Veámoslo todo esto centrándonos en un proceso psicológico que suele usarse para explicar la calidad del funcionamiento psicológico y del que queda mucho por saber: la motivación. En los pocos trabajos que hubo sobre cómo era la motivación en las personas con discapacidad siempre aparecía la idea de que ésta era más simple, más sujeta a los premios y castigos. Cuando se ha estudiado con más detenimiento, se ha visto que la estructura de la motivación es similar a la de niños normotípicos, que a todos les gusta aprender, superarse y progresar en conocimientos.
Hoy se sabe que su motivación depende de los mismos factores contextuales que el resto de los estudiantes. Para todos es clave estudiar en un buen clima educativo, con tareas desafiantes, recibiendo retroalimentaciones de calidad, etc. Una retroalimentación de calidad, por cierto, no es decirle siempre qué bien para darles ánimos, pobrecitos. Es que alguien que sabe y que sea cercano a ti te diga lo que has hecho bien y lo que te queda para conseguir una tarea. Es decir, es darle las mismas evaluaciones que quisiéramos recibir nosotras/os.
Todos los que trabajamos desde la diferencia sabemos que hay un veneno que parece camuflado como un remedio, que es la sobreprotección. Esto es, cuidar de ellos hasta el extremo, modificar los entornos para que no sean dañinos, protegerles de las barreras, limitando su superación. De este modo, solo se consigue restringir el efecto remediador de los entornos sociales, el aprendizaje autónomo y la sensación de que también ellos pueden controlar sus vidas, tan bien o tan mal como nosotros. Esto explica, por ejemplo, que los niños con discapacidad se sienten más obligados a explicarse los éxitos que los fracasos, por lo especial que resulta, en esa visión paternalista, lo primero.

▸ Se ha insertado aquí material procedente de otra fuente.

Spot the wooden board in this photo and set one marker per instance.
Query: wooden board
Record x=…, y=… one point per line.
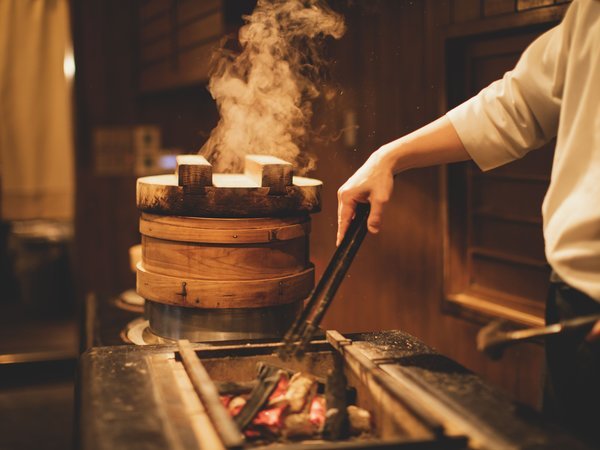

Cuando se analizan los procesos de manera profunda, podemos descubrir particularidades en ellos que demuestran más potencialidades de las que aparecen en los niños normotípicos. En el caso de la motivación muchos trabajos han demostrado que cuando expresan sus mecanismos de orientación y regulación de su comportamiento pesan más los componentes emocionales y los usan con propiedad. Juegan bien con las pasiones, que es una manera muy sana de vivir.
Felicitaciones para todas las personas que trabajan con la diferencia para construir ciudadanos auténticos, con deberes y derechos. Sus esfuerzos sin duda ayudan a todos.
(*) Doctor en Psicología por la Universidad Autónoma de Madrid. Docente de la Diplomatura en Inclusión Escolar de la Universidad Católica de Santa Fe.